Report: Luxury, Economy Chain Scale Demand Outperforms Total U.S.

ROCKVILLE, MD—Kalibri Labs’ “U.S. Hotel Industry Performance Overview” reveals luxury and economy chain-scale hotels reported the best growth in occupancy for the month of September 2019, both up over 5% year-over-year. Other chain-scale segments reported flat or declining occupancy performance for the month, resulting in the total U.S. occupancy growing a nominal 1%.

The month of September also uncovered interesting results for two prominent markets. Hotels in both New York and San Francisco reported declining Guest Paid ADR, when compared to the same period last year. This is especially surprising given these markets had the highest occupancy of the top 10 markets (92% for NYC; 87% for San Francisco). September findings also revealed that bookings in New York and San Francisco also experienced the longest booking lead time (five weeks for both cities), which historically has been an indicator of pricing power.

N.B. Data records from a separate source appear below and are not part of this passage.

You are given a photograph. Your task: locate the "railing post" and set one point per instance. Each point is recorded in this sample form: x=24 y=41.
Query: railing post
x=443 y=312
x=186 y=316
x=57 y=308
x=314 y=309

Upon evaluation of Channel/Source of Business performance on a year-to-date (YTD) basis, the voice channel is now more than 7% of all room night bookings. This minimal amount of room night bookings through call centers is a continuation of its decline over the past several years.

“When looking at September YTD performance by property size, occupancy varies greatly,” said Mark Lomanno, partner & senior advisor, Kalibri Labs. “Generally, larger properties continue to report higher occupancies than their smaller counterparts.” The YTD performance illustrates that hotels with more than 140 rooms actualize average occupancies above 70%, while hotels with fewer than 60 rooms actualize an average occupancy of 55%.